Menteri Haji dan Umrah, Mochamad Irfan Yusuf atau Gus Irfan, menyampaikan bahwa pembahasan anggaran masih mengacu pada struktur BP Haji karena Peraturan Presiden (Perpres) terkait pembentukan kementerian baru belum sepenuhnya rampung.
“Hari ini masih pakai anggaran BP Haji. Mudah-mudahan besok kita bisa lakukan penyesuaian,” ujar Gus Irfan usai rapat, selasa (16/09).
BACA JUGA : Ulama Imbau Jamaah Tetap Tenang Usai Kilatan Cahaya di Langit Madinah
Meski belum merinci total anggaran yang diajukan, Gus Irfan membenarkan adanya usulan pergeseran anggaran yang sebelumnya berada di bawah Direktorat Jenderal Penyelenggaraan Haji dan Umrah (PHU) Kementerian Agama. “Itu termasuk usulan kita untuk digeser,” katanya.

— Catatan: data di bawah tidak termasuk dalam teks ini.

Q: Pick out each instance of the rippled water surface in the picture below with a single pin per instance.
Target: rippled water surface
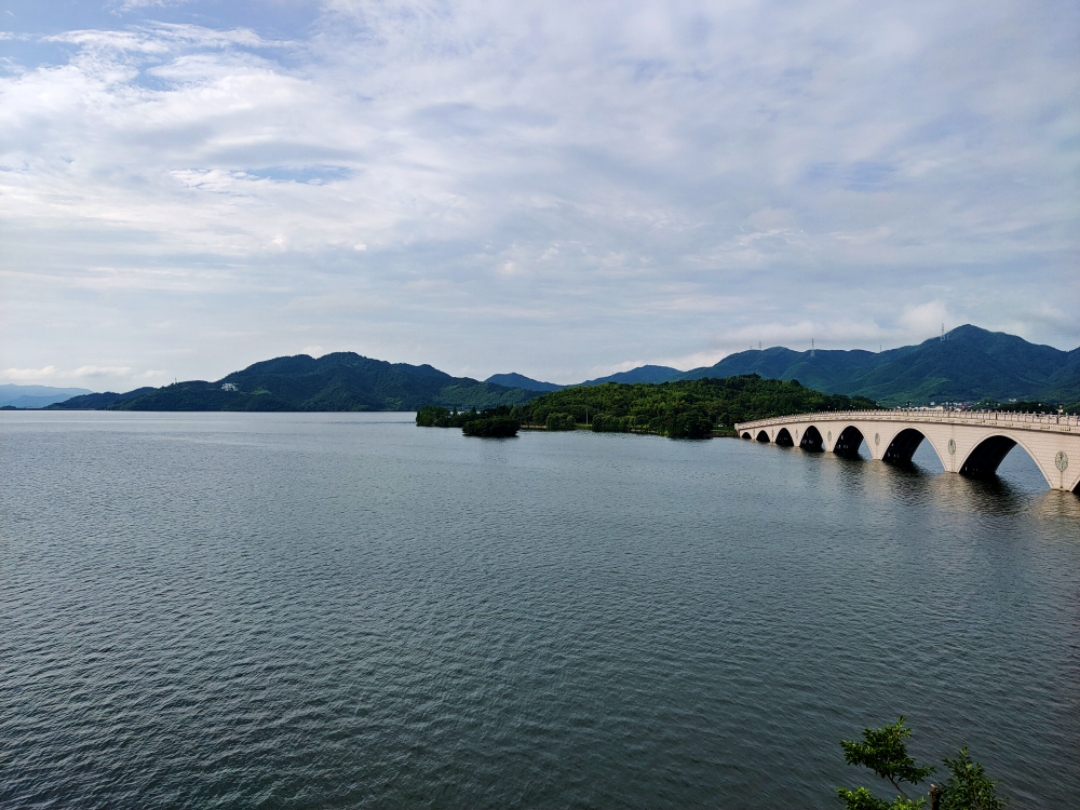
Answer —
(346, 610)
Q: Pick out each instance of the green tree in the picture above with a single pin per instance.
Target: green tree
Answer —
(885, 752)
(968, 786)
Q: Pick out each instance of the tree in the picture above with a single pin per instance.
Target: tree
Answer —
(885, 752)
(969, 787)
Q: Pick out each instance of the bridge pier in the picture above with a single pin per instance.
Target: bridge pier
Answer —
(970, 443)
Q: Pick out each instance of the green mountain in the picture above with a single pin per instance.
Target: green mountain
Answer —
(642, 374)
(969, 365)
(339, 381)
(520, 380)
(685, 408)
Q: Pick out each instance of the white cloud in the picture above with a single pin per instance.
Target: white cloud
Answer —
(21, 375)
(102, 372)
(593, 181)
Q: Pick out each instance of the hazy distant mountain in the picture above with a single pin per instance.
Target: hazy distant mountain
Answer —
(520, 380)
(98, 402)
(339, 381)
(36, 396)
(967, 366)
(642, 374)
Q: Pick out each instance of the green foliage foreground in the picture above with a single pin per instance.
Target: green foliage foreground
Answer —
(682, 409)
(885, 752)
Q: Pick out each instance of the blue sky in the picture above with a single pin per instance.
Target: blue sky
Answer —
(558, 189)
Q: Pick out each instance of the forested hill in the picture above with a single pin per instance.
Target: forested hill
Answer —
(339, 381)
(970, 365)
(682, 408)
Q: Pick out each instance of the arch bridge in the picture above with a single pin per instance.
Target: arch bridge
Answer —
(971, 443)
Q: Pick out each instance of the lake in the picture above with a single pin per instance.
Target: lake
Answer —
(338, 610)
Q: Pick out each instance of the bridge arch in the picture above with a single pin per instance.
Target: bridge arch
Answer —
(989, 451)
(848, 442)
(812, 440)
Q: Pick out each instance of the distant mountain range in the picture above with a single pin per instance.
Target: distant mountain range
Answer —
(339, 381)
(642, 374)
(36, 396)
(968, 365)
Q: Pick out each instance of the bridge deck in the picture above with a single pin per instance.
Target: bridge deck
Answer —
(1054, 422)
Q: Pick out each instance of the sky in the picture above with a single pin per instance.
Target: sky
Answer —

Gus Irfan juga menyinggung proyek pembangunan Kampung Haji di Makkah, Arab Saudi, yang disebutnya berada di bawah tanggung jawab Danantara. Ia menegaskan bahwa Kementerian Haji dan Umrah hanya berperan sebagai pengguna fasilitas tersebut.
“Secara teknis, fisik, dan finansial itu domainnya Danantara. Kita hanya user di situ,” jelasnya.
BACA JUGA : Mengurai Tantangan Umroh, Meniti Harapan di Raudhah
Rapat bersama Komisi VIII DPR RI menjadi bagian dari proses konsolidasi awal kementerian baru yang dibentuk untuk memperkuat tata kelola penyelenggaraan ibadah haji dan umrah. Penyesuaian anggaran dan struktur kelembagaan diharapkan rampung dalam waktu dekat agar program kerja tahun 2026 dapat berjalan optimal.